Murmúrios de uma vivência: metáfora literária da efemeridade histórica
Abstract
Murmúrios de uma vivência: metáfora literária da efemeridade histórica tem como objeto de estudo o romance A costa dos murmúrios (1988) da autora contemporânea portuguesa Lídia Jorge. O romance evoca os acordes de um passado recente: a guerra colonial entre Portugal e Moçambique. No entanto, as
guerras individuais das personagens na família, no casamento assumem o primeiro plano, ainda que todas permaneçam à sombra do conflito imperial, que invade o cotidiano, o particular, os acasos diários.

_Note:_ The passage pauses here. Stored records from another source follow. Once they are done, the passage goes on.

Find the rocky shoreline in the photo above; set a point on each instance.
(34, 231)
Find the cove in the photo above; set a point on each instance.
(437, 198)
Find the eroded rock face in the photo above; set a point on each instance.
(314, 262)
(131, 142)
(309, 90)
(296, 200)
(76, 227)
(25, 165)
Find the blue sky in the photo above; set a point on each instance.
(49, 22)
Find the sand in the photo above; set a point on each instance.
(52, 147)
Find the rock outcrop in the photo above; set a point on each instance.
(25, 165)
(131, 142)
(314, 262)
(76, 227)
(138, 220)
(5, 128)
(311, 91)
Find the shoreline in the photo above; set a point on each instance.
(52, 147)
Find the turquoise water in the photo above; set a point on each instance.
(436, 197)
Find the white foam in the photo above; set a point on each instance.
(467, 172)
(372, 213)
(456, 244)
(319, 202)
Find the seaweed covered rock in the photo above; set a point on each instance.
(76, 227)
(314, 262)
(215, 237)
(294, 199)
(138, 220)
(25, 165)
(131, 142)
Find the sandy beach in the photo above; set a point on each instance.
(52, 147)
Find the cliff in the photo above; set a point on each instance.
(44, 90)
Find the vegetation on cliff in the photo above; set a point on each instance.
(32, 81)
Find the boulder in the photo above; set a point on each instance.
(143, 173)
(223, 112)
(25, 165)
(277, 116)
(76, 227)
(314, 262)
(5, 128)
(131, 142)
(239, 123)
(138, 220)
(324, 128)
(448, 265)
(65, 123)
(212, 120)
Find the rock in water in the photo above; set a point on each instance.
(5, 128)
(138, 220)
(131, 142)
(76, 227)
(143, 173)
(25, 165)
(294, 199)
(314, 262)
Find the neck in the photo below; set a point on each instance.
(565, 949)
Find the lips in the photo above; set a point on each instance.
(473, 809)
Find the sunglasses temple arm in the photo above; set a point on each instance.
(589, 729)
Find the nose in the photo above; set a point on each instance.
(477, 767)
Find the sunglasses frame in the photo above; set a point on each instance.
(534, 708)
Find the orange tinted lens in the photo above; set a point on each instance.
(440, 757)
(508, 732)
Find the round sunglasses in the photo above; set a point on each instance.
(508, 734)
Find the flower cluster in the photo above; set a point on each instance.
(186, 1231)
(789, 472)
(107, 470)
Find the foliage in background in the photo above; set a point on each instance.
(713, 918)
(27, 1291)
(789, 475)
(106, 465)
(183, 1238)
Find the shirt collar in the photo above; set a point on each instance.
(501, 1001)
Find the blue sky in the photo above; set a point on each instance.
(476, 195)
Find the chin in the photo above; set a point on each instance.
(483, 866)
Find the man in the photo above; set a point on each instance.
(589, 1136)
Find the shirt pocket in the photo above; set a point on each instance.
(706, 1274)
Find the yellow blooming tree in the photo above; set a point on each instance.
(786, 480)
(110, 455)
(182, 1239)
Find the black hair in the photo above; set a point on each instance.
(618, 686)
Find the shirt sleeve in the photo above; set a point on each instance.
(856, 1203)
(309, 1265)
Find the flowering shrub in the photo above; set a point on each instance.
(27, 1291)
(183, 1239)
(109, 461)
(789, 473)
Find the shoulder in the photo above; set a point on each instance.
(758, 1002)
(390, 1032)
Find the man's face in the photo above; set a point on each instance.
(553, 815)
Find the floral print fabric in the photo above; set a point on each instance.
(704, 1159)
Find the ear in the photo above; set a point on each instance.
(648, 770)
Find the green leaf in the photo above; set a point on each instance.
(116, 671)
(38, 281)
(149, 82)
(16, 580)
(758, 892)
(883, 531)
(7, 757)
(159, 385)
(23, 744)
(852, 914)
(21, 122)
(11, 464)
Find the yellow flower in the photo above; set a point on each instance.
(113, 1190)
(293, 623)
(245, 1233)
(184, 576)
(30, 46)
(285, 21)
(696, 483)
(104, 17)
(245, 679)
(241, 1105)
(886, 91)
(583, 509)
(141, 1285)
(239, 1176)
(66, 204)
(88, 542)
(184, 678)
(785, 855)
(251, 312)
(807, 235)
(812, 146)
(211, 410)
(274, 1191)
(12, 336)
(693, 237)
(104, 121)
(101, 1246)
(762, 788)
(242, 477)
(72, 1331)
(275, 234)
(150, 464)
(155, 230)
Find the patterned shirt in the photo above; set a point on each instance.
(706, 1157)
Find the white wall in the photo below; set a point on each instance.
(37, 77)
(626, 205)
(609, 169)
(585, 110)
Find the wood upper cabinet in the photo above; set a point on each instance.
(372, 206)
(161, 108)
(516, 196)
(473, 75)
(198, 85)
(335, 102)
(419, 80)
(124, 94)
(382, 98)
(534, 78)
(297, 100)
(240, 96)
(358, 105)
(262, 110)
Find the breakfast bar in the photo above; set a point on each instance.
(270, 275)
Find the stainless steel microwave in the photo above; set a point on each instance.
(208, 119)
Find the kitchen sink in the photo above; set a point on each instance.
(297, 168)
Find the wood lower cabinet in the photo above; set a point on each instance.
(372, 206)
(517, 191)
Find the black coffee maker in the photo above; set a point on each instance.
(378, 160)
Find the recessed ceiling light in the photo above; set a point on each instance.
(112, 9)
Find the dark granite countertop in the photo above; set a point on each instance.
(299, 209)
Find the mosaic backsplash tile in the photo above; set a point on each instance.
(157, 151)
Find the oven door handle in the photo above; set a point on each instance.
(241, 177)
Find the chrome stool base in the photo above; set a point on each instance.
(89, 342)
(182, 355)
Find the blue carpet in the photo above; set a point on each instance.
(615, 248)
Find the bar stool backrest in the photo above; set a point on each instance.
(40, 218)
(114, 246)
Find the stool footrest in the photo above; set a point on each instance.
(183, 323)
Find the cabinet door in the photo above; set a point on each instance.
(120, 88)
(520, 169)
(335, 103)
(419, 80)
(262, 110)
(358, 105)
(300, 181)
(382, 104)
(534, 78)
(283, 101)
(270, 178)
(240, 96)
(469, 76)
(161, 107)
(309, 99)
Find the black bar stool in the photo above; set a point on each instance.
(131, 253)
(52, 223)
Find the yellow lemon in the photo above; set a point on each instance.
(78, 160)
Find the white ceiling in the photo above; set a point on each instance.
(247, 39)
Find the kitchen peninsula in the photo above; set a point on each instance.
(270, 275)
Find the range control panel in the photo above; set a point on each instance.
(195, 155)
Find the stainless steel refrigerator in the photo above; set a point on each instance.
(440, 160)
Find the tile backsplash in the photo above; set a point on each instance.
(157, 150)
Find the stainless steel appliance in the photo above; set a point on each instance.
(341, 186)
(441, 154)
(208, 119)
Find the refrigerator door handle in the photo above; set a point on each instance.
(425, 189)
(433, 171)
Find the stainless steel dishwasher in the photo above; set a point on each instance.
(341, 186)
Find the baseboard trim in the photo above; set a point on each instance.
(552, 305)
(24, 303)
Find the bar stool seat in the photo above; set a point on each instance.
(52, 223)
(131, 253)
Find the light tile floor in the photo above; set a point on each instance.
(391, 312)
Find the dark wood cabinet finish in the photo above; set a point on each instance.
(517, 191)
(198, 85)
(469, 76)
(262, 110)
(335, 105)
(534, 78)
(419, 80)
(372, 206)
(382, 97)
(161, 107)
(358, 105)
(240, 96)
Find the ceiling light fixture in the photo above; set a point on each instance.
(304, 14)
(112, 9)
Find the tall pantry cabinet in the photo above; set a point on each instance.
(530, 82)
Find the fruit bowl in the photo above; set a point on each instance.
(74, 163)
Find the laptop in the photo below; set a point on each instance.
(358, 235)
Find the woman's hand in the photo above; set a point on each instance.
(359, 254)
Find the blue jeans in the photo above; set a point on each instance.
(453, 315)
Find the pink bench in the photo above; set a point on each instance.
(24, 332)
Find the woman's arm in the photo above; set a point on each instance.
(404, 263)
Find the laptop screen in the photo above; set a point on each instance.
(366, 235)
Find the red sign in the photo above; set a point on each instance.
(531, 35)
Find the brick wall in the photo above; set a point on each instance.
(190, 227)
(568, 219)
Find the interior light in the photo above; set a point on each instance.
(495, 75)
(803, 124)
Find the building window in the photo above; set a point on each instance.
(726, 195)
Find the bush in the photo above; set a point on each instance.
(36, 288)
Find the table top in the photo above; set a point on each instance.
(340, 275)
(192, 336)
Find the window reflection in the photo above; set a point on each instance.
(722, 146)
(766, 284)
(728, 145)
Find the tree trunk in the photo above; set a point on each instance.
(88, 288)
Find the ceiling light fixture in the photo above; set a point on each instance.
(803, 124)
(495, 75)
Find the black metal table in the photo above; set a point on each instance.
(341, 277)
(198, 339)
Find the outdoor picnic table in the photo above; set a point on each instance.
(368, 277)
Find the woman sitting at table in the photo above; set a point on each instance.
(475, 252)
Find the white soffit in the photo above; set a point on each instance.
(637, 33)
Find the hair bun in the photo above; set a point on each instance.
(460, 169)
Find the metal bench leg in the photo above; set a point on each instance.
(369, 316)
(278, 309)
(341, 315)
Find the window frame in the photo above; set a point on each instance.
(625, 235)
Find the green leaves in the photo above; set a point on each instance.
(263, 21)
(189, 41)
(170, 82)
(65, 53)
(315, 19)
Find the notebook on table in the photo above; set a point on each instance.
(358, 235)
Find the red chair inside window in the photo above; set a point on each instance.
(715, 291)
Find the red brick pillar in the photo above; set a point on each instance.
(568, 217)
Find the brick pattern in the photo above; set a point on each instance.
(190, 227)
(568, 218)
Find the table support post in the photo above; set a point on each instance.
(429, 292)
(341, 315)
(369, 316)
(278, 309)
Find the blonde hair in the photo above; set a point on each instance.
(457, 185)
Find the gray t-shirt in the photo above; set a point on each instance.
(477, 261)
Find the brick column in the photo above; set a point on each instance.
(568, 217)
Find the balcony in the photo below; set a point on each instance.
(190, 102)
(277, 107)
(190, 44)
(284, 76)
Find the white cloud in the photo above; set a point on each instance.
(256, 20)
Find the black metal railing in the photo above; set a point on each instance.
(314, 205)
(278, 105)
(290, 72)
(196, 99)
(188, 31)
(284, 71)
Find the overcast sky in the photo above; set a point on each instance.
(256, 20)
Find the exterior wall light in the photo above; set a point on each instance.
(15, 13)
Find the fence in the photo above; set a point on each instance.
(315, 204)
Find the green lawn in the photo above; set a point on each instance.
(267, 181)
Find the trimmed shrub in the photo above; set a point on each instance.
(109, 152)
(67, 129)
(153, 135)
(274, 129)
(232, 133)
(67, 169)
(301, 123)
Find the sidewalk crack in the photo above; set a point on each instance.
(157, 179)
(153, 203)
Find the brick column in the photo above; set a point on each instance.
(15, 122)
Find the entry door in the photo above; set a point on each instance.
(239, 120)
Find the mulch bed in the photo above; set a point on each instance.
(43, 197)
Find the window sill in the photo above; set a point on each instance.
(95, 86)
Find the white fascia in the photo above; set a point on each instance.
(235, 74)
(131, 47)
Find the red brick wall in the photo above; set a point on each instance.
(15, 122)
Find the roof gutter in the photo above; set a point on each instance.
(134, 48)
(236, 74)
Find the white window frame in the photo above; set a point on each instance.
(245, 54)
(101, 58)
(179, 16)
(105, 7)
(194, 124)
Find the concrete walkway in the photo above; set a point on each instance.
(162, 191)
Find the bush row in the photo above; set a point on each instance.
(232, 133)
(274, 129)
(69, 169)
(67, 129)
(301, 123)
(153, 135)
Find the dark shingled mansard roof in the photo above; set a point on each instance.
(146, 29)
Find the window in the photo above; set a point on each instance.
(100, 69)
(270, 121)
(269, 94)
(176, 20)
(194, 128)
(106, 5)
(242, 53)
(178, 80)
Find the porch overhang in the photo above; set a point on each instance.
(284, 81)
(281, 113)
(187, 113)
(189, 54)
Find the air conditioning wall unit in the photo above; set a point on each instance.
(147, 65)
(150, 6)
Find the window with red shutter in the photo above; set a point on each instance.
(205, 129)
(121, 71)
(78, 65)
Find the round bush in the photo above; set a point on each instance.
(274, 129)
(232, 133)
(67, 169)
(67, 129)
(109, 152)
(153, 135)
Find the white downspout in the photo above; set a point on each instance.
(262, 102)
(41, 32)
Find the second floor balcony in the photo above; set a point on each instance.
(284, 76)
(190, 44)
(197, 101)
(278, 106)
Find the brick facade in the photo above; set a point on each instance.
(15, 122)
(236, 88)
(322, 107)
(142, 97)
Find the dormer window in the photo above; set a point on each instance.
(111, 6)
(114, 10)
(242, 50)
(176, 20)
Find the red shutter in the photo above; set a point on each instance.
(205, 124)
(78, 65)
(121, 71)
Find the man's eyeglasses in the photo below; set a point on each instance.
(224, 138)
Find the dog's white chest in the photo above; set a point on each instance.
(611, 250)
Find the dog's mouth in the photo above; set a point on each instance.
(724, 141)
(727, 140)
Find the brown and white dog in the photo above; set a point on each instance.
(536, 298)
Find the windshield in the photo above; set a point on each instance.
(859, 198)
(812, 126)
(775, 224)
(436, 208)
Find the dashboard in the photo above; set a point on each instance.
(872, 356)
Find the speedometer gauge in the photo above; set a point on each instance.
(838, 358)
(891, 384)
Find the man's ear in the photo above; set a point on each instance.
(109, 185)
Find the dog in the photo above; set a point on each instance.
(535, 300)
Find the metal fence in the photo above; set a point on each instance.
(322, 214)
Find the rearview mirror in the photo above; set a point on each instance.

Quanto à forma do romance, tudo ali se distancia do íntegro, do absoluto, do uno, o que, já à primeira vista, se observa na bipartição do tecido textual em duas narrativas: um pequeno relato de
abertura intitulado Os Gafanhotos, comandado por uma voz externa e onisciente, e uma segunda narrativa, extensa, sem título, orientada pelo testemunho de Eva, uma das mulheres dos oficias portugueses em guerra. Ambos os relatos apresentam-se distanciados vinte anos dos acontecimentos que narram. Assim, o que ressalta é a construção da memória sobre o passado: a rememoração dos narradores, da linguagem literária sobre o processo histórico português. Nesse contexto, a análise centrou-se nas histórias encenadas e na construção dos discursos narrativos. Desvendado o sentido do texto, a interpretação buscou dar significado ao ato rememorativo dos narradores, de uma perspectiva interdisciplinar. Tornou-se necessário, ainda, marcar a
especificidade do discurso literário frente ao real histórico, averiguando como A costa dos murmúrios recria o referente externo e torna possível a memória dele. Notou-se, então, que o romance jorgiano, pela metaforização do passado,
preocupa-se em resgatar sentidos humanos, o sofrimento que a guerra impôs sobre suas vítimas. Para isso, o discurso romanesco realça a fugacidade das coisas, a transitoriedade da vida e a necessidade urgente de construção da memória dos ruídos, dos estilhaços do passado, dos cheiros, dos murmúrios que ainda não se apagaram.